Dilansir dari Money, kontribusi kenaikan harga komoditas tersebut terhadap inflasi bulanan dinilai sangat rendah, yakni berada pada kisaran 0,04 persen. Dampak minimal ini diprediksi tidak akan mengganggu stabilitas harga barang dan jasa secara luas di masyarakat.

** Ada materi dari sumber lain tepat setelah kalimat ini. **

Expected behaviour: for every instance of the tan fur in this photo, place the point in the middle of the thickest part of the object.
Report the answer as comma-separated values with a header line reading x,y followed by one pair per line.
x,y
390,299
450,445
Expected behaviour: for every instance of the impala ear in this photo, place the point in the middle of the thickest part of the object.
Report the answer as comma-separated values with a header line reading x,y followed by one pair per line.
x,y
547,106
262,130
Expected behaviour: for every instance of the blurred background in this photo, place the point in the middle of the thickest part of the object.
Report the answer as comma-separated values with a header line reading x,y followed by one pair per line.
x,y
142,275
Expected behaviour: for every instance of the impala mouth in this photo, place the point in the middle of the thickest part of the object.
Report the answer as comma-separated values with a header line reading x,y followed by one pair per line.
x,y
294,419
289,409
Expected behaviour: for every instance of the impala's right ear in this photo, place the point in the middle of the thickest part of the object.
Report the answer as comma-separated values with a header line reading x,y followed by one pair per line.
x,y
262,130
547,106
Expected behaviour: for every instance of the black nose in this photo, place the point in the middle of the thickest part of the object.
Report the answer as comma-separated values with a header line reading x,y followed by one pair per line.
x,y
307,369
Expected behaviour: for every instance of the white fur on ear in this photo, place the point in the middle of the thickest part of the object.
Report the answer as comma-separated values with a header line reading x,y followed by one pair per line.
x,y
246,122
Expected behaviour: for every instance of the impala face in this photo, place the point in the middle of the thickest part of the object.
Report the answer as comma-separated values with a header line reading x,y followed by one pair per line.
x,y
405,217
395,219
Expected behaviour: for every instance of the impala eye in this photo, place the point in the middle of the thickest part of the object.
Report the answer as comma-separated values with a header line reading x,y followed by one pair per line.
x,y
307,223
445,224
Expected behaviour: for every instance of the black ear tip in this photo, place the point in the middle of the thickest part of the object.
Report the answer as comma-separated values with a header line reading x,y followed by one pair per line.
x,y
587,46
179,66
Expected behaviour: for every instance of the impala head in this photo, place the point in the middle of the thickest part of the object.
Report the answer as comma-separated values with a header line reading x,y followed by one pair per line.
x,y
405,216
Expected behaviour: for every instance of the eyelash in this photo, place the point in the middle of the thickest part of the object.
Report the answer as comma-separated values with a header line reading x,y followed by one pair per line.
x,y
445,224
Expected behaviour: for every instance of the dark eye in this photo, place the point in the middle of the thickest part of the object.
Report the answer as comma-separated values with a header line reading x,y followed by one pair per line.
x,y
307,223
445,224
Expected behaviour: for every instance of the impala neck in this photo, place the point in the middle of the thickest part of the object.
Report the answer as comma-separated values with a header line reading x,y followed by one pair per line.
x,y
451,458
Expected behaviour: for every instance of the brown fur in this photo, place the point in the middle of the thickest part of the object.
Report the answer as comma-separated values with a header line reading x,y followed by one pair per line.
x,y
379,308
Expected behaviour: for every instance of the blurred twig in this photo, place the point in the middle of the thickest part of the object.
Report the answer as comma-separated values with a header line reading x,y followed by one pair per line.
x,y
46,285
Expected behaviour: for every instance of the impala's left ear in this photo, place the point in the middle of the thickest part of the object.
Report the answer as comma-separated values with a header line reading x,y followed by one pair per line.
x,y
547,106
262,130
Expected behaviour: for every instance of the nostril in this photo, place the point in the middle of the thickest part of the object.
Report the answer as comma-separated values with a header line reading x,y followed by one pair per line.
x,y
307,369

Deputi Gubernur BI, Aida S. Budiman, menjelaskan bahwa meskipun harga minyak dunia bergerak naik, bobot BBM non-subsidi dalam perhitungan inflasi tidak signifikan untuk mengubah tren stabilitas moneter saat ini.
"BBM non-subsidi apabila kita lihat dengan bobotnya di inflasi, maka untuk bulan April ini bisa meningkatkan inflasi tetapi tidak terlalu besar, hanya sebesar 0,04 persenan," ujar Aida S. Budiman, Deputi Gubernur BI.
Bank sentral tetap mematok proyeksi inflasi tahunan untuk periode 2026 hingga 2027 tetap terkendali pada sasaran 1,5 persen hingga 3,5 persen. Keyakinan ini didasari pada kekuatan ekonomi domestik meski menghadapi tekanan eksternal akibat eskalasi konflik di Iran yang memicu ketidakpastian energi global.
Optimisme serupa juga terlihat pada target pertumbuhan ekonomi Indonesia yang diprediksi tetap solid pada rentang 4,9 persen hingga 5,7 persen. Angka ini bertahan di tengah koreksi pertumbuhan ekonomi global yang turun dari 3,1 persen menjadi 3 persen.
Di sisi lain, Deputi Gubernur BI, Ricky P. Gozali, mengingatkan perlunya kewaspadaan terhadap dinamika di kawasan Timur Tengah. Gangguan pada jalur perdagangan internasional berpotensi menarik harga minyak lebih tinggi dan membebani harga BBM domestik.
"Untuk itu Bank Indonesia melalui 46 kantor perwakilan dalam negeri ini siap me-respons potensi tekanan inflasi dari global khususnya dari kenaikan harga energi atau BBM," kata Ricky P. Gozali, Deputi Gubernur BI.
Selain faktor geopolitik, tantangan inflasi juga datang dari fenomena cuaca El Nino yang berisiko memicu kemarau panjang dan mengganggu pasokan pangan. BI memperkuat sinergi dengan pemerintah melalui Gerakan Pengendalian Inflasi dan Pangan Sejahtera (GPIPS) untuk memitigasi risiko tersebut.
Koordinasi melalui Tim Pengendalian Inflasi Pusat dan Daerah (TPIP dan TPID) difokuskan pada penguatan distribusi pangan, kerja sama antarwilayah, hingga pelaksanaan operasi pasar murah di berbagai titik strategis.
"Selain itu juga upaya dari pengendalian harga juga perlu dilakukan, ini melalui koordinasi dan sinergi antara TPID dan Satgas Pengawasan BBM Bersubsidi di daerah-daerah yang kita lakukan agar BBM Bersubsidi dapat disalurkan tepat sasaran," tambah Ricky P. Gozali, Deputi Gubernur BI.